Clarification: that 302 is a bogus url, i.e., abuse-detected.com. As noted, it offers a brief explanation of the problem, without using excess resources. Tip picked up somewhere within this marvelous set of forums.

"Anybody care to comment on the advantages of modifying the php code as opposed to the .htacess code. Smaller .htacess = faster processing for the rest of the site maybe? "

When using the .htaccess solution 296 bytes were still consumed by the hit. With the .php solution 0 bytes are consumed. I prefer the lower drain on bandwidth, etc. I used the other solution too and it worked well.

Swordsman,

Bandwidth and time are a consideration but I think for this one I like keeping the defense centralized under .htaccess.

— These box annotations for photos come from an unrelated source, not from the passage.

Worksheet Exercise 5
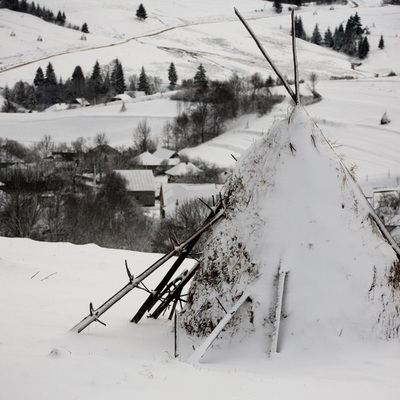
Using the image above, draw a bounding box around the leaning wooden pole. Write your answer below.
[292,10,300,106]
[235,8,297,104]
[71,209,225,333]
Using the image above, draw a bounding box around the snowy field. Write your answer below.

For anybody who runs into similar multiple requests for view-topic like I was getting, it is the 'Santy worm' that has been defacing phpBB boards that haven't been upgraded to 2.0.11. The thread the Swordman mentioned is a good start. I was wrong about it being an e-mail siphoner.

Hello,

Excuse me for I'm a bit late on this thread.
The following code :

RewriteCond %{HTTP_USER_AGENT} ^Mozilla/4\.0$ [OR]
RewriteCOnd %{QUERY_STRING} Esystem [OR]
RewriteCond %{HTTP_USER_AGENT} ^-$ [OR]
RewriteCond %{HTTP_REFERER} ^-$
RewriteRule .* - [F]

...will match :
(any user agent beginning with "Mozilla/4.0")
OR
(any query string containing Esystem)
OR
(Any user agent string equal to "-")

Should not it be logical ANDs instead of ORs? Banning any Mozilla/4.0 UA seems a bit harsh. Following my own log files, many of my visitors would be banned.

Just to clarify: The logical ORs were quite intentional.

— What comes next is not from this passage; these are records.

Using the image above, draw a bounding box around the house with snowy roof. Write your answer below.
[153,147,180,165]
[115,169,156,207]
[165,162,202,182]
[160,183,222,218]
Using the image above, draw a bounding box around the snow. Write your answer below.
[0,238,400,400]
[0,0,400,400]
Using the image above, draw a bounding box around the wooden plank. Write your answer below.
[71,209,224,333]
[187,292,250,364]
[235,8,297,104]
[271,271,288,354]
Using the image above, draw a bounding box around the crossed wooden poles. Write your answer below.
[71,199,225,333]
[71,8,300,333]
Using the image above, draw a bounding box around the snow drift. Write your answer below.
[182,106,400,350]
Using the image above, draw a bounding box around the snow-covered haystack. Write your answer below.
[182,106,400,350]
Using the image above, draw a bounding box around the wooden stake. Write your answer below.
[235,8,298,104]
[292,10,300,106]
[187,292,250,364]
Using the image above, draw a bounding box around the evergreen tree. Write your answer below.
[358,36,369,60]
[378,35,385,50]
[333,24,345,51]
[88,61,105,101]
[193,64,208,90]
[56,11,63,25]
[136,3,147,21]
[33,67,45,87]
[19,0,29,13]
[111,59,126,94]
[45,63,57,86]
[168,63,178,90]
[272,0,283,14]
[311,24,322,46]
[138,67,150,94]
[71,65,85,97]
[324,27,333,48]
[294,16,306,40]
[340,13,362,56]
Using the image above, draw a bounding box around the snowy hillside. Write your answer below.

The pattern ^Mozilla/4\.0$ is fully-anchored and therefore matches only a User-agent exactly equal to "Mozilla/4.0". This is not a valid Mozilla User-agent. Valid Moz User-agents contain "Mozilla/4.0 (compatible; ... ", not just the Mozilla/4.0 part.

I suspect that none of your legitimate visitors would be banned.

Similarly, blocking User-agents and Referrers exactly equal to "-" is not equivalent to blocking blank entries. The "-" we're blocking is a literal hyphen, and is used maliciously in a deliberate attempt to bypass webmaster blocks on blank referrers and UAs, but to appear to be blank in your logs because of Apache's logging format, where blanks are shown as hyphens.

Regular-expressions pattern anchoring is covered in the tutorial cited in our forum charter.

Jim

Missed the final "$". Sorry.

However some browsers give their user their opportunity to change the user-agent string. Lynx -I'm a Lynx user- and Opera (AFAIK) provide this feature. It's useful not to bounce on a IE-only website.

Some time ago, I've found these string within my log file:

/mypage.php&highlight=%2527%252esystem(chr(99)%252echr(100)2[... big bunch of chars...]%2527 HTTP/1.0" 403 1411 "-" "lwp-trivial/1.35" 0

Same "&highlight=" and "esystem", but with another UA string.